Serial protocols have significant overhead. As you add an additional level
of complexity to the data transfer, the throughput goes down.
From: Folkert Rienstra on
"craigm" <none(a)domain.invalid> wrote in message news:Sr4_g.7$Y97.153749(a)news.sisna.com
> Ed Light wrote:
>
> > According to HD Tach, my usb 2 enclosure with my Seagate Barracuda IV in
> > it communicates at 29 mb/s but the average serial read is 18. Out of the
> > enclosure the average read is in the 30's. I think that's pretty typical.
> > Can't say why.
> >
> > You might download it and see what it says about yours.
>

> Serial protocols have significant overhead.

All protocols have overhead, serial just has more.
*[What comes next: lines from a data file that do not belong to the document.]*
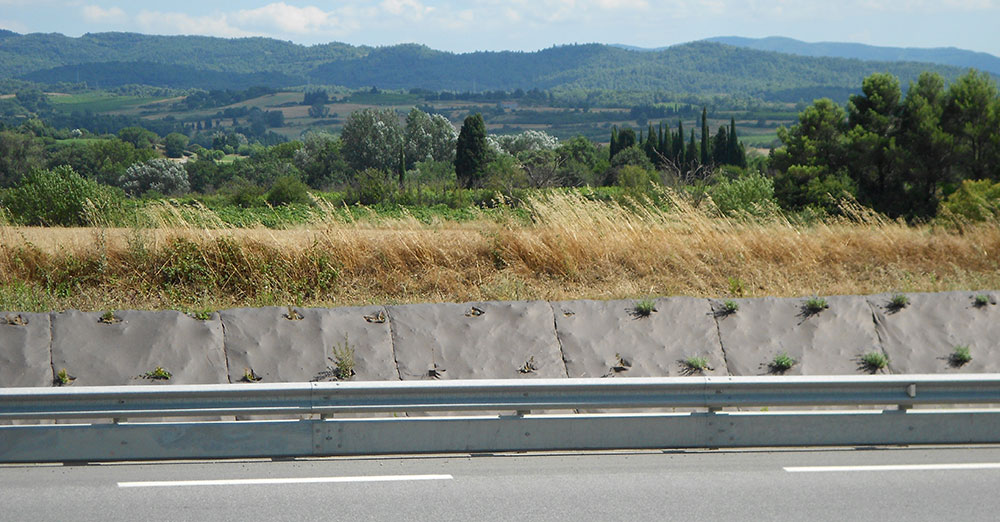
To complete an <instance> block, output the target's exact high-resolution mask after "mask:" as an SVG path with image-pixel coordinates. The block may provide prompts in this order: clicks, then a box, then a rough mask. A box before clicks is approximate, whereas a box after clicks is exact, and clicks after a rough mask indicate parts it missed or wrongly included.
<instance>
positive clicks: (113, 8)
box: [83, 5, 128, 22]
mask: <svg viewBox="0 0 1000 522" xmlns="http://www.w3.org/2000/svg"><path fill="white" fill-rule="evenodd" d="M83 18H84V19H85V20H87V21H89V22H121V21H124V20H126V19H127V18H128V17H127V16H126V15H125V11H122V10H121V8H119V7H112V8H110V9H104V8H103V7H101V6H99V5H87V6H84V7H83Z"/></svg>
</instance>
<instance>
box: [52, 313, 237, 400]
mask: <svg viewBox="0 0 1000 522" xmlns="http://www.w3.org/2000/svg"><path fill="white" fill-rule="evenodd" d="M101 316H102V314H101V313H100V312H80V311H77V310H68V311H66V312H61V313H56V314H52V316H51V317H52V363H53V367H54V368H55V370H56V371H58V370H60V369H63V368H65V369H66V371H67V373H69V374H70V375H72V376H74V377H75V378H76V381H75V384H76V385H78V386H110V385H120V384H219V383H226V382H228V379H227V378H226V360H225V356H224V354H223V348H222V323H221V322H220V321H219V315H218V314H212V317H211V318H210V319H209V320H207V321H200V320H198V319H194V318H192V317H190V316H188V315H186V314H183V313H181V312H177V311H173V310H167V311H162V312H145V311H134V310H122V311H118V312H115V317H116V318H118V319H119V321H118V322H115V323H112V324H105V323H102V322H100V319H101ZM157 366H159V367H162V368H164V369H165V370H167V371H169V372H170V373H171V374H172V377H171V378H170V379H169V380H151V379H147V378H144V377H143V374H145V373H146V372H150V371H152V370H154V369H155V368H156V367H157Z"/></svg>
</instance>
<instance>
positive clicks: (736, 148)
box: [726, 117, 741, 165]
mask: <svg viewBox="0 0 1000 522" xmlns="http://www.w3.org/2000/svg"><path fill="white" fill-rule="evenodd" d="M738 154H739V144H738V142H737V141H736V118H735V117H730V118H729V157H728V158H726V163H728V164H730V165H739V164H740V163H741V162H740V159H739V157H738Z"/></svg>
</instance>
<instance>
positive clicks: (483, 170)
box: [455, 113, 490, 188]
mask: <svg viewBox="0 0 1000 522" xmlns="http://www.w3.org/2000/svg"><path fill="white" fill-rule="evenodd" d="M489 161H490V157H489V145H487V144H486V122H484V121H483V115H482V114H479V113H476V114H473V115H471V116H467V117H466V118H465V121H464V122H463V123H462V130H461V131H459V133H458V143H457V144H456V148H455V175H456V177H457V178H458V182H459V183H460V184H461V185H462V186H463V187H465V188H471V187H472V186H474V185H475V184H476V183H477V182H478V181H479V179H480V178H481V177H482V175H483V171H484V170H485V169H486V164H487V163H489Z"/></svg>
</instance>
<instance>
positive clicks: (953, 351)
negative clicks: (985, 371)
mask: <svg viewBox="0 0 1000 522" xmlns="http://www.w3.org/2000/svg"><path fill="white" fill-rule="evenodd" d="M948 362H949V363H950V364H951V365H952V366H954V367H955V368H961V367H962V366H965V365H966V364H969V363H970V362H972V352H971V351H970V350H969V347H968V346H965V345H959V346H956V347H955V349H954V350H952V352H951V355H949V356H948Z"/></svg>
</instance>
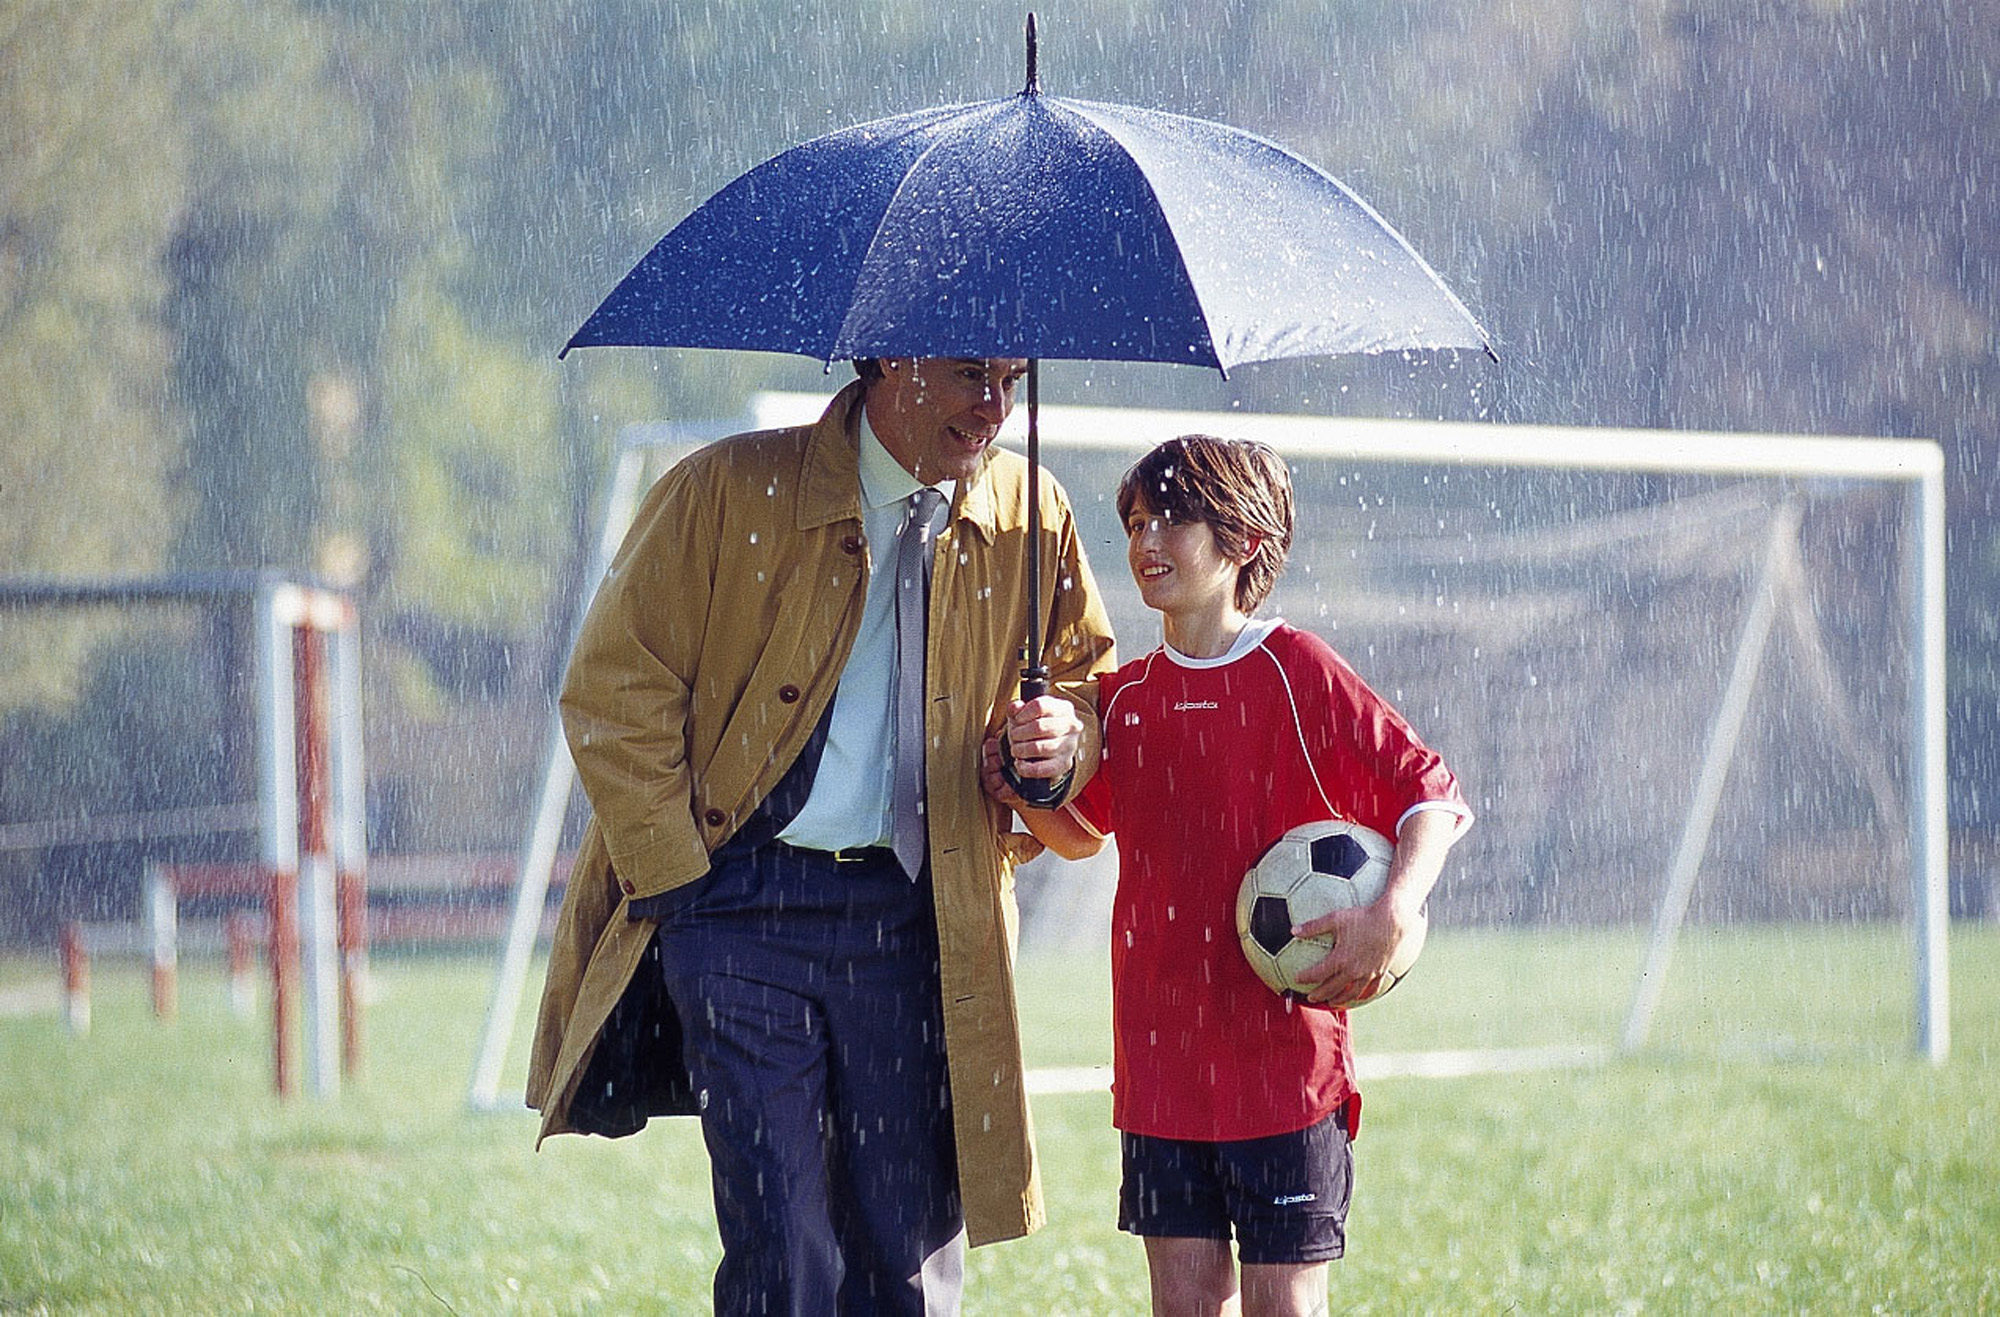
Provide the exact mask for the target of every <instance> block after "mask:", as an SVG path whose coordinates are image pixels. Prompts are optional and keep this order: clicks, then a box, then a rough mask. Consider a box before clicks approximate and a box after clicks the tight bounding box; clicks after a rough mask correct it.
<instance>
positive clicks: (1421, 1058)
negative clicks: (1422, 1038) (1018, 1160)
mask: <svg viewBox="0 0 2000 1317" xmlns="http://www.w3.org/2000/svg"><path fill="white" fill-rule="evenodd" d="M1610 1055H1612V1049H1610V1047H1602V1045H1590V1043H1564V1045H1556V1047H1492V1049H1472V1051H1406V1053H1380V1055H1364V1057H1356V1059H1354V1077H1356V1079H1362V1081H1368V1079H1462V1077H1466V1075H1508V1073H1518V1071H1576V1069H1588V1067H1594V1065H1604V1061H1606V1059H1608V1057H1610ZM1110 1087H1112V1067H1108V1065H1070V1067H1054V1069H1044V1071H1028V1093H1030V1095H1034V1097H1040V1095H1050V1093H1104V1091H1108V1089H1110Z"/></svg>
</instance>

> As you add an additional level of complexity to the data transfer,

You need more raw transfer speed (bus speed) to transfer the same
amount of user data.

> the throughput goes down.

Nope, that only applies to the transfer rate ceiling.
That defines a maximum possible user data throughput for the bus.
If the needed raw throughput is more than the serial bus can deliver.
Everything below that fits within the available bandwidth and is not limited.

That does explain(?) the 29MB/s userdata transfer rate vs the 60MB/s
(480Mb/s) serial bus clock but doesn't explain the low average of 18.
Based on the average 35MB/s or so his drive can do externally that gives
you roughly 45MB/s on outer zones, 22MB/s on inner.

That should give you around (29+22)/2 = 26MB/s average.